You can revert it running:

systemctl set-default graphical.target

And reboot again.

  • A piece of explanation would make the answer better. What does the command really do? Why did it help? Are there side effects? Sep 12, 2018 at 8:18
  • 1
    This command modifies systemd configuration. systemd is the program that controls the startup process of newer versions of Ubuntu. Setting the multi-user target rather than the graphical one prevents a graphical boot. This is a good clean way to achieve the result desired by the questioner. Jan 22, 2019 at 8:40
  • How do you undo this command once you run it? Mar 19, 2020 at 20:06

I'm currently not at my Ubuntu machine, but am writing "AFAIR":

check the /etc/init directory, where you should find a file named gdm.conf (which is used to handle the gdm service). If that's there (i.e. I remember it correctly), just type the following in a shell:

sudo echo "manual">/etc/init/gdm.override
sudo service gdm stop

Now you've stopped the gdm (Gnome Display Manager) and thus X -- after you told Upstart this service should be handled manually.

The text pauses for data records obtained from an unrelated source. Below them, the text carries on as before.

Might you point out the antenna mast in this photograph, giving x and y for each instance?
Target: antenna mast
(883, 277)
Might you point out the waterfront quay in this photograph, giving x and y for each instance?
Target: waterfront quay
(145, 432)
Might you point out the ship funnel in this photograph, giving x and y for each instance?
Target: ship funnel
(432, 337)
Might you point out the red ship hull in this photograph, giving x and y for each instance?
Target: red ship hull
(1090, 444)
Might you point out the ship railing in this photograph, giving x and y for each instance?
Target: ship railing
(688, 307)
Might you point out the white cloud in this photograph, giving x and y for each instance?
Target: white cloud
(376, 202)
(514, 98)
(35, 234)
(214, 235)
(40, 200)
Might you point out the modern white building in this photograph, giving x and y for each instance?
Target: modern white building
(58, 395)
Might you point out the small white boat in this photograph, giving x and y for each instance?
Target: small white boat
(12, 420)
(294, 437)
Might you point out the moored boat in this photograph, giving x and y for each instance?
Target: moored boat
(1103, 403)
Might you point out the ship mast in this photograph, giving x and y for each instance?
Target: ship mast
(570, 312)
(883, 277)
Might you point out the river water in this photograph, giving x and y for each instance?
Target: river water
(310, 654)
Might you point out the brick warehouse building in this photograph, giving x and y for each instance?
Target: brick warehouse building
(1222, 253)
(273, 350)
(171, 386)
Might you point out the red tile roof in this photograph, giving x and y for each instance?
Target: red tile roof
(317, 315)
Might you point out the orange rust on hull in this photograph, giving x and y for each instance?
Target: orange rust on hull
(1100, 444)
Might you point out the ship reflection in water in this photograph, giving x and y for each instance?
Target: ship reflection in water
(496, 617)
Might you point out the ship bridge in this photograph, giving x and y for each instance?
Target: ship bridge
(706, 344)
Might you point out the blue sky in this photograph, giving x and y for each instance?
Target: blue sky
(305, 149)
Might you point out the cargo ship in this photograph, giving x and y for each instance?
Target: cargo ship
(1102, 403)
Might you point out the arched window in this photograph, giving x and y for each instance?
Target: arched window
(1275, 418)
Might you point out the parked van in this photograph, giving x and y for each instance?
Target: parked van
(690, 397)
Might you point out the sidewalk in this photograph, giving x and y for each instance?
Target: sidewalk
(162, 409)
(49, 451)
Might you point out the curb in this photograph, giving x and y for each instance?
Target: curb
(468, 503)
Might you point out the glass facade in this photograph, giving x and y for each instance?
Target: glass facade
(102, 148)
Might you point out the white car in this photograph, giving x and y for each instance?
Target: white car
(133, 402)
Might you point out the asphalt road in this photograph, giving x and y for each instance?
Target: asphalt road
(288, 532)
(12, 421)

So it will no longer start automatically; but if you need it, you can simply issue an sudo service gdm start to bring it up again.

  1. Disable gdm at boot:

    sudo dpkg-divert --rename --add /etc/init/gdm.conf
  2. Authorize users to start X:

    echo "allowed_users=console" | sudo tee -a /etc/X11/Xwrapper.config 
  3. Automatically start X after login on tty1:

    In your .profile or .bash_profile, add:

    if [ -z "$DISPLAY" ] && [ $(tty) = /dev/tty1 ]; then 

    Logging in other tty will not start gdm or X.